The obtained correlation coefficient of \(0.7077\) indicates a strong, positive linear relationship between the costs of advertising and the number of products sold.

\(~\)

d.) Compute the coefficient of determination. Interpret. (2 pts.)

The coefficient of determination, as obtained from the simple linear regression analysis, is \(0.5009\) and this indicates that \(50.09%\) of the variation in the dependent variable, Number of Products Sold, is explained by the linear relationship between the Number of Products Sold and the Costs of Advertising.

\(~\)

e.) Estimate the number of products sold when advertising costs are $4500. (2 pts.)

adcosts <- 4.5
numprod <- 55.79+(2.788*adcosts)
numprod
## [1] 68.336

\(~\)

When the advertising cost is \(\$4500\), the estimated number of products sold is \(68,336\).

\(~\)

Problem 4: An article in Business Week listed the “Best Small Companies” with its sales and earnings. A random sample of 12 companies was selected and the sales and earnings, in millions of dollars, are reported below.

Small Company Sales (in million $) Earnings (in million $)
1 89.2 4.9
2 18.6 4.4
3 18.2 1.3
4 71.7 8.0
5 58.6 6.6
6 46.8 4.1
7 17.5 2.6
8 11.9 1.7
9 19.6 3.5
10 51.2 8.2
11 28.6 6.0
12 69.2 12.8

\(~\)

Create data manually in RStudio:

sales1 <- c(89.2, 18.6, 18.2, 71.7, 58.6, 46.8, 17.5, 11.9, 19.6, 51.2, 28.6, 69.2)
earnings <- c(4.9, 4.4, 1.3, 8.0, 6.6, 4.1, 2.6, 1.7, 3.5, 8.2, 6.0, 12.8)

\(~\)

  1. Plot and interpret the scatter diagram. (3 pts.)
plot(sales1, earnings, main = "Scatter Plot of Data", 
     xlab = "Sales (in million $)", ylab = "Earnings (in million $)")

\(~\)

The scatter plot indicates an upward linear trend of the scatter points. This would imply a positive linear relationship between Sales and Earnings.

\(~\)

b.) Find the estimated linear regression equation to predict earnings from sales. (4 pts.)

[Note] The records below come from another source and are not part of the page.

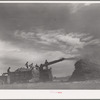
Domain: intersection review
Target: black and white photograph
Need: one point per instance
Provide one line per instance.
(50, 46)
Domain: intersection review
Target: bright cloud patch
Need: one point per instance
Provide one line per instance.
(68, 43)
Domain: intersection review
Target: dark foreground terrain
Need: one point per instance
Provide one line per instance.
(54, 85)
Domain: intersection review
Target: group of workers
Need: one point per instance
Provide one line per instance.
(40, 68)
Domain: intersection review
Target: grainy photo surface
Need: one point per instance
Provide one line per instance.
(50, 46)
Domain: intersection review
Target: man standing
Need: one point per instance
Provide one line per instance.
(26, 64)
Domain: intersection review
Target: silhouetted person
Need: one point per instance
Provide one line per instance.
(41, 67)
(46, 63)
(8, 70)
(31, 65)
(26, 64)
(36, 66)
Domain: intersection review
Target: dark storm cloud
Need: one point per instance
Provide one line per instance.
(28, 17)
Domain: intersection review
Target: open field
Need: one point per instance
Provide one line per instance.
(54, 85)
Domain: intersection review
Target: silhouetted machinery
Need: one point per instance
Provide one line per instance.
(39, 73)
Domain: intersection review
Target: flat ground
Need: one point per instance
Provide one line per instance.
(54, 85)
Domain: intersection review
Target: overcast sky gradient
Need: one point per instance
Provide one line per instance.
(35, 32)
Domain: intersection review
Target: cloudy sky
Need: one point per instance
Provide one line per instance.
(35, 32)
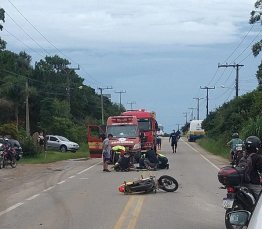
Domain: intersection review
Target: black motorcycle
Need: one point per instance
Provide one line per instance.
(238, 197)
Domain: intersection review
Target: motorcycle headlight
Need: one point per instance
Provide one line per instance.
(137, 146)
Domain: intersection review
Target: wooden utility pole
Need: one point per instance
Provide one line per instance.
(207, 88)
(120, 93)
(27, 124)
(102, 103)
(198, 107)
(131, 104)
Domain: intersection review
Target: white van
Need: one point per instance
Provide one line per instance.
(195, 130)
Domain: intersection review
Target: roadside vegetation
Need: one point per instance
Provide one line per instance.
(58, 102)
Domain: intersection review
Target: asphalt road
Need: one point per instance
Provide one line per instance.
(78, 195)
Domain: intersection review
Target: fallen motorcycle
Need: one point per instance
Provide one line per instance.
(150, 184)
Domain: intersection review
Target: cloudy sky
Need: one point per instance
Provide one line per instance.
(161, 52)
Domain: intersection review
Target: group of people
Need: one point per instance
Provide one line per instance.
(252, 145)
(149, 160)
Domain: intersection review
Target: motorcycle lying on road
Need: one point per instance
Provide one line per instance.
(4, 158)
(150, 184)
(238, 197)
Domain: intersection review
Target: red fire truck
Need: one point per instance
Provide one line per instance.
(147, 124)
(125, 133)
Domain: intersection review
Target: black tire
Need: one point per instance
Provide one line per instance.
(63, 148)
(236, 206)
(13, 163)
(168, 183)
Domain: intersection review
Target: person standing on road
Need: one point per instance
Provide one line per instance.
(159, 135)
(233, 143)
(173, 136)
(106, 152)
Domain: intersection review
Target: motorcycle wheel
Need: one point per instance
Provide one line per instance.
(236, 206)
(13, 163)
(168, 183)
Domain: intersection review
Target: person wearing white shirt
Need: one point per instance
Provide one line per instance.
(159, 135)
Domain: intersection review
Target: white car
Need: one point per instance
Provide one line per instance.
(60, 143)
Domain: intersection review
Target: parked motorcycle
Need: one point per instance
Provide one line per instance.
(150, 184)
(4, 159)
(238, 197)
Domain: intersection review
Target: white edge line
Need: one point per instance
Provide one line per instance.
(202, 156)
(89, 168)
(48, 189)
(33, 197)
(11, 208)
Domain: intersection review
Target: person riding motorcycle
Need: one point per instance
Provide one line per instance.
(252, 146)
(233, 144)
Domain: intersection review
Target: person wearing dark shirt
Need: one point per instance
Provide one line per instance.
(252, 145)
(173, 136)
(150, 160)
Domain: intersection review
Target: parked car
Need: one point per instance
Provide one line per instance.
(242, 218)
(14, 144)
(61, 143)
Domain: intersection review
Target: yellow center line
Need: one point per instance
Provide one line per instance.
(136, 212)
(125, 212)
(132, 223)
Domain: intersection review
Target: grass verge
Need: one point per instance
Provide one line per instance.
(53, 156)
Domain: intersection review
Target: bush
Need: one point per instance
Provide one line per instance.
(29, 149)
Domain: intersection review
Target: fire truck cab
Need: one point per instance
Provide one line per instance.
(125, 133)
(147, 126)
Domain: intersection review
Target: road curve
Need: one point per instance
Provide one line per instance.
(78, 195)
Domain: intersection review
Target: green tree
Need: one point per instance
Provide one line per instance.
(2, 18)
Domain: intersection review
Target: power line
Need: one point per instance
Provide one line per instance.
(237, 70)
(48, 42)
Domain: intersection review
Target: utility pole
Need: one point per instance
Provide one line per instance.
(237, 73)
(192, 113)
(102, 103)
(131, 104)
(185, 116)
(207, 88)
(27, 124)
(68, 71)
(198, 107)
(120, 93)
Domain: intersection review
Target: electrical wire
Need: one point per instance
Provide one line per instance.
(99, 83)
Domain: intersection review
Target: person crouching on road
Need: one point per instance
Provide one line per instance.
(106, 152)
(117, 152)
(123, 163)
(162, 161)
(151, 161)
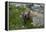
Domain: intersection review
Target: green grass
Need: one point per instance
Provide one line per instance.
(15, 21)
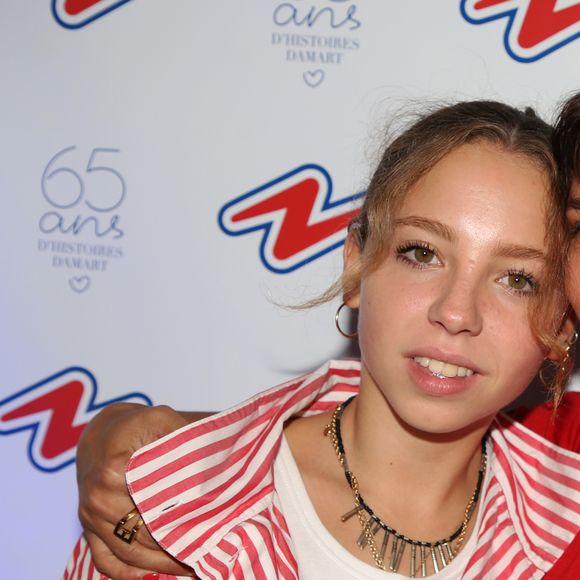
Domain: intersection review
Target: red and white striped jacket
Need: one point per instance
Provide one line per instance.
(208, 496)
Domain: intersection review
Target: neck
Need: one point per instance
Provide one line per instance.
(434, 472)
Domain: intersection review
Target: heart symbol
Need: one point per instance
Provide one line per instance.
(313, 77)
(79, 283)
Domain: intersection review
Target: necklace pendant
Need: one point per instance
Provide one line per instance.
(449, 552)
(394, 547)
(444, 561)
(350, 513)
(384, 545)
(398, 557)
(423, 561)
(434, 560)
(413, 558)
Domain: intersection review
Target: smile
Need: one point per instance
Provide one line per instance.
(441, 368)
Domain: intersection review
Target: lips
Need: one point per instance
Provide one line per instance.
(441, 368)
(439, 373)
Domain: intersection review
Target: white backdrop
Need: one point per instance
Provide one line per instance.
(128, 126)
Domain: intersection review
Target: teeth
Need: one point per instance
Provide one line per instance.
(441, 368)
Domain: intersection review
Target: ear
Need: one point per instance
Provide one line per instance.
(567, 335)
(351, 262)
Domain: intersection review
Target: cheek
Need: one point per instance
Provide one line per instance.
(519, 353)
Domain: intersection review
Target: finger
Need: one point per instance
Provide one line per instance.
(108, 564)
(134, 555)
(103, 527)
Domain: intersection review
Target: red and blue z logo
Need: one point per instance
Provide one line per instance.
(534, 28)
(55, 411)
(79, 13)
(296, 216)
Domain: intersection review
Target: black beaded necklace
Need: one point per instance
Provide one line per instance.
(439, 553)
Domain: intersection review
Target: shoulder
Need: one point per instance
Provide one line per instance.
(561, 427)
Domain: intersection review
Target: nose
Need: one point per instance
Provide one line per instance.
(457, 306)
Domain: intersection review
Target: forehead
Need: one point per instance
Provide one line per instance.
(484, 188)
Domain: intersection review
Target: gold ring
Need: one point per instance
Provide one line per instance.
(122, 532)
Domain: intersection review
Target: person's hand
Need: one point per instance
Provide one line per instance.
(104, 449)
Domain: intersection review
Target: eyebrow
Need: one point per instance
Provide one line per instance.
(447, 233)
(432, 226)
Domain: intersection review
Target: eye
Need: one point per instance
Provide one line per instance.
(418, 254)
(520, 282)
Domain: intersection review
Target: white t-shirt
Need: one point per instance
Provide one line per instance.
(318, 554)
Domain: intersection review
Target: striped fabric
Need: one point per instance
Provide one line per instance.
(207, 492)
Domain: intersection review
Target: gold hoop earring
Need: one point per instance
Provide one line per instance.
(543, 379)
(337, 322)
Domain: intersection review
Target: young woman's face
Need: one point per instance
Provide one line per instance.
(573, 216)
(443, 322)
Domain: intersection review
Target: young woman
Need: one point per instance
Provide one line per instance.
(400, 464)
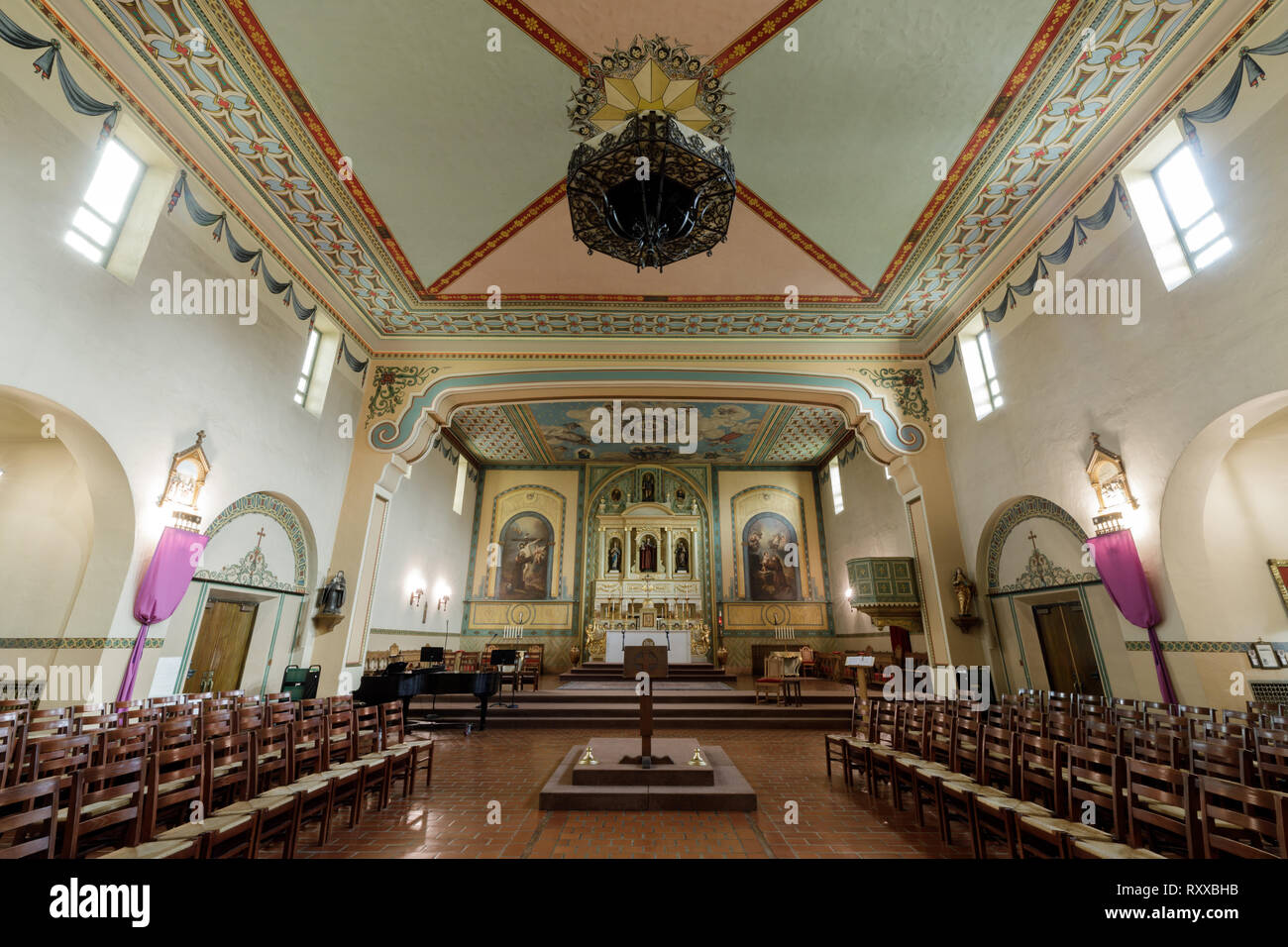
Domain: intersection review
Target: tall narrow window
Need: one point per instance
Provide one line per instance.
(986, 389)
(1192, 210)
(97, 223)
(310, 360)
(463, 466)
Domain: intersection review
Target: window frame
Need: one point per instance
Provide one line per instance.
(1171, 213)
(127, 205)
(309, 368)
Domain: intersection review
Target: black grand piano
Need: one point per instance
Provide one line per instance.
(399, 684)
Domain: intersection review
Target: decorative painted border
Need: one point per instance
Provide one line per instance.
(760, 34)
(545, 35)
(1025, 508)
(905, 438)
(1106, 171)
(185, 158)
(1205, 647)
(78, 643)
(275, 510)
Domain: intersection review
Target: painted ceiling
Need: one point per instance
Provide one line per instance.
(458, 154)
(725, 433)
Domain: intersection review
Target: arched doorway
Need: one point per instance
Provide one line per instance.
(1055, 626)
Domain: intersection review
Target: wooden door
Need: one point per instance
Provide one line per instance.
(223, 641)
(1067, 648)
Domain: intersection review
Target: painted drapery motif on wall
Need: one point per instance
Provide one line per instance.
(773, 558)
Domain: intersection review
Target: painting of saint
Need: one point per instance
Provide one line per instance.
(772, 560)
(648, 554)
(526, 544)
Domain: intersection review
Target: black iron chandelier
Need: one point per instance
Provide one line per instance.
(651, 188)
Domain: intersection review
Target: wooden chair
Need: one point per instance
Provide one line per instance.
(175, 732)
(1271, 759)
(404, 766)
(1098, 735)
(1063, 727)
(529, 673)
(1037, 768)
(250, 716)
(1151, 746)
(1222, 761)
(231, 763)
(218, 723)
(342, 737)
(104, 797)
(29, 819)
(12, 742)
(178, 789)
(366, 729)
(1241, 821)
(58, 757)
(771, 684)
(123, 744)
(274, 757)
(956, 791)
(999, 761)
(52, 722)
(1162, 808)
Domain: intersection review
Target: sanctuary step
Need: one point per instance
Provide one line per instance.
(604, 671)
(671, 710)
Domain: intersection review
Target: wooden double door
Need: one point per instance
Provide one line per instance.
(219, 656)
(1067, 648)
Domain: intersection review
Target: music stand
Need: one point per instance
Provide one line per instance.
(505, 657)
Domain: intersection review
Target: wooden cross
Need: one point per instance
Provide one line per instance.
(645, 724)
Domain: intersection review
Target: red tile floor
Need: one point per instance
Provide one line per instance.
(483, 804)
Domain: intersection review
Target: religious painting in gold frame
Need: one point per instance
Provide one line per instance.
(1279, 571)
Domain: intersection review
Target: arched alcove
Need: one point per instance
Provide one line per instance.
(76, 561)
(1224, 514)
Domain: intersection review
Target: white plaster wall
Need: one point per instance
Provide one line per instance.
(872, 523)
(1211, 344)
(81, 338)
(1247, 522)
(426, 544)
(47, 526)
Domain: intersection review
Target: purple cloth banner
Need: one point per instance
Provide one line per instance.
(163, 585)
(1119, 565)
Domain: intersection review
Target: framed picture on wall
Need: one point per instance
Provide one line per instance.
(1267, 655)
(1279, 573)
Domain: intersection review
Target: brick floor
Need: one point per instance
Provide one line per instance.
(501, 772)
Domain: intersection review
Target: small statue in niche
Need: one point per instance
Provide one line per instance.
(331, 596)
(965, 590)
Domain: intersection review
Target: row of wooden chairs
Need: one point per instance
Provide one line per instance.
(1048, 797)
(217, 797)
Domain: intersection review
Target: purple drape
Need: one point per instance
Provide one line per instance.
(1120, 567)
(162, 589)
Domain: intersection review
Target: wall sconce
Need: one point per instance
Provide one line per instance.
(1108, 476)
(187, 476)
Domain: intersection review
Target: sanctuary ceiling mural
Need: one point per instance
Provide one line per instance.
(724, 433)
(884, 151)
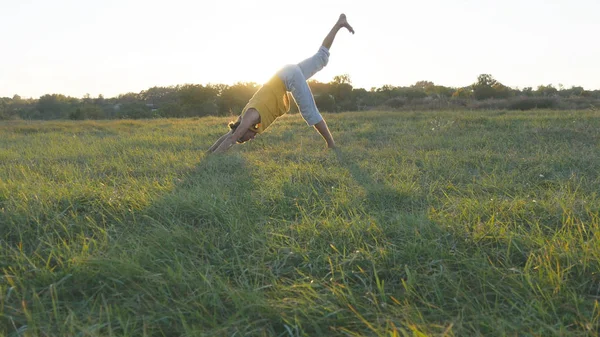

reg.model4 <- lm(earnings~sales1)
pander(summary(reg.model4))
  Estimate Std. Error t value Pr(>|t|)
(Intercept) 1.852 1.413 1.311 0.2192
sales1 0.08357 0.02901 2.881 0.01635
Fitting linear model: earnings ~ sales1 \(~\)
Observations Residual Std. Error \(R^2\) Adjusted \(R^2\)
12 2.518 0.4536 0.399

The estimated linear regression equation is given by: \(Earnings = 1.852 + 0.08357*Sales\)

\(~\)

c.) Compute for the coefficient of correlation. Interpret (2 pts.)

pander(cor.test(sales1, earnings, method = "pearson"))
Pearson’s product-moment correlation: sales1 and earnings \(~\)
Test statistic df P value Alternative hypothesis cor
2.881 10 0.01635 * two.sided 0.6735

The obtained correlation coefficient of \(0.6735\) indicates a strong, positive linear relationship between Sales and Earnings.

\(~\)

d.) Compute the coefficient of determination. Interpret. (2 pts.)

The obtained coefficient of determination of \(0.4536\) from the simple linear regression analysis indicates that 45.36% of the variation in the dependent variable, Earning, is explained by the linear relationship between Earnings and Sales.

\(~\)

e.) For a small company with $50 million in sales, estimate the earnings. (2 pts.)

comsales <- 50
comearnings <- 1.852+(0.08357*comsales)
comearnings
## [1] 6.0305

\(~\)

For the given company with \(\$50\) million sales, the estimated earnings is \(\$6.0305\) million.